Along with a preapproval, you’ll have to complete an application for the specific loan type you’re after, which requires a thorough vetting of your finances and the home you’re buying, including:
- Any debt you have, like student loans and credit cards
- Your work history and income
- Assets such as bank accounts, stocks and retirement funds
- The size of a down payment you expect to pay, and where it is coming from (such as a gift, inheritance or savings)
- What type of property you’re purchasing
Once you submit the application, you’ll receive a loan estimate, a document detailing all of the estimated costs of the loan you applied for. Lenders quote these costs upfront to allow borrowers to compare offers. You’ll receive the loan estimate within three days of applying, or possibly at the time of application.
Depending on your lender, there might be a one-time application fee, as well.
Loan processing and underwriting
During loan processing and underwriting, the lender and underwriters assess your information, sometimes called your risk profile, to see how much of a mortgage you can handle and pay back on time. The lender evaluates information through a software program, manually or both to come to a decision about loaning you a mortgage. At this time, the lender can approve or deny the loan, or ask for more information. Don’t be surprised if you do get a request for more information — this is very common.
When your application for a mortgage has been approved and underwriting is complete, you’ll get a final commitment letter for the loan. The next step is the closing. During the closing, you’ll sign paperwork agreeing to the loan terms and the transfer of the property, and get the keys to your new home. You’ll also be responsible for paying closing costs, which includes the origination fee if your lender charges one. There might be other fees, as well, such as an underwriting fee or documentation preparation fee and title insurance and attorney fees.
The various closing costs and fees fall into three categories:
- Some may not change
- Some may go up to 10 percent
- Some may go up without limit under special circumstances
If allowable changes occur, a revised loan estimate will be provided.
You can negotiate closing costs in several ways, such as asking your lender for a discount or the seller to pitch in, or rolling the costs into your loan (which can save you money upfront, but can cost you more over the life of the loan).
How to apply for a mortgage
It can be time-consuming and sometimes stressful to go through the mortgage origination process, so preparation is key.
1. Check your credit
Well before you apply for a mortgage (or even seriously consider buying a home), check to confirm that your credit score meets minimum requirements and your report is error-free. The higher your score, the better your choices and less interest you pay.
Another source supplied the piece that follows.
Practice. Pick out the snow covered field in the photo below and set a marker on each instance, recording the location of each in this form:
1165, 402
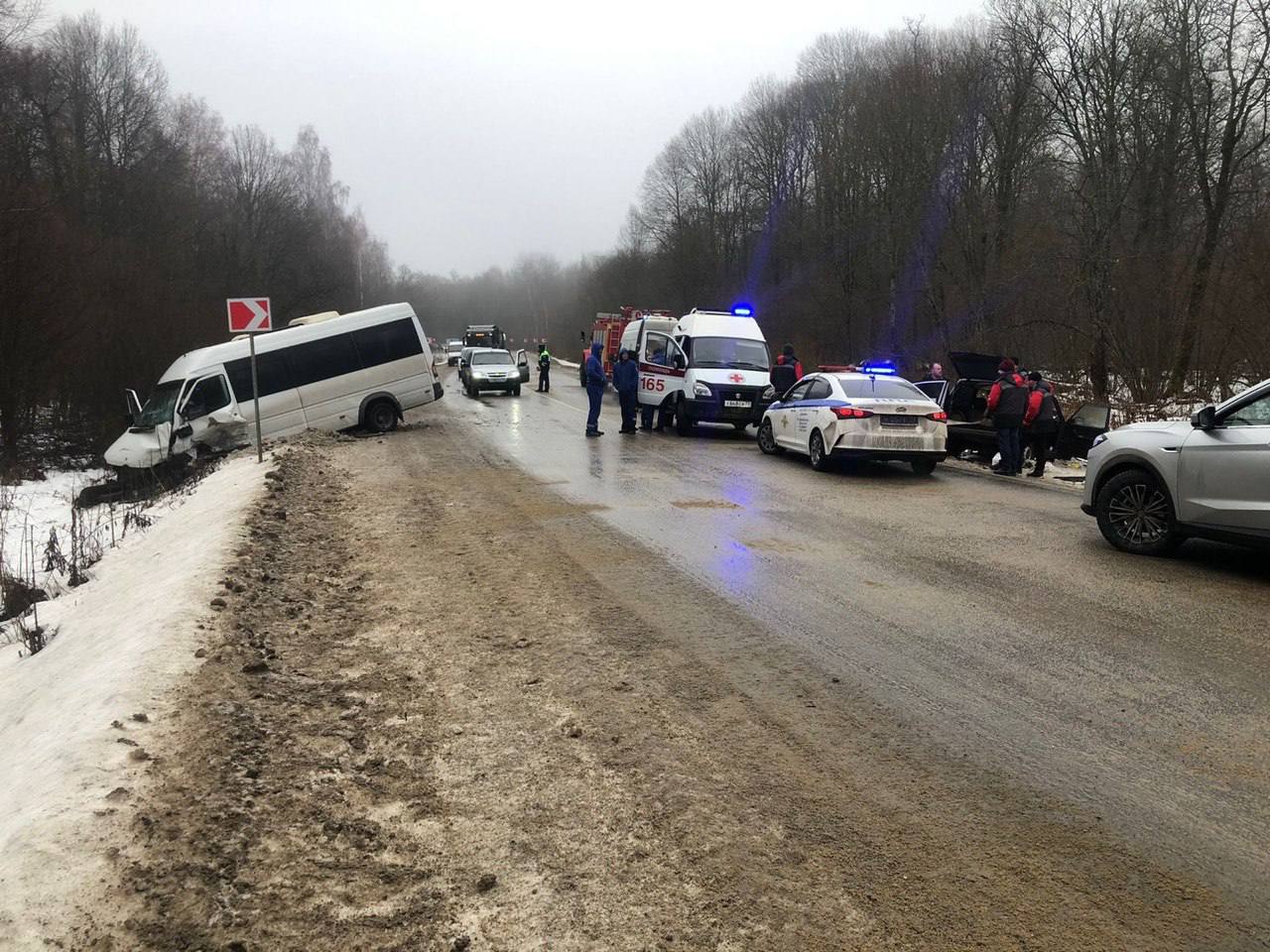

Fix what needs to be fixed, and raise your score where you can by paying down debt and avoiding taking on more. Avoid any late payments on rent, credit cards, student loans or car loans, and be sure to keep the same job, if possible, because stability is crucial in the eyes of a lender.
2. Understand the type of mortgage you might want
From conventional to USDA loans, know the differences of each loan type and which one fits your finances and situation, especially as it pertains to where you are in your life or family cycle. For example, how likely are you to refinance or be in the house five, seven years from now?
3. Compare offers from different lenders
It’s crucial for your budget to find the best lender for your situation. Talk to at least three mortgage lenders, ideally starting with your own bank to see what kind of relationship programs it offers. Ask your friends, family and real estate agent who they would recommend. Note there are different types of lenders — national banks, community banks, credit unions, mortgage brokers, mortgage bankers and online lenders. Each state has a housing finance agency, as well, which generally works with lenders of all kinds, and might be a good place to start.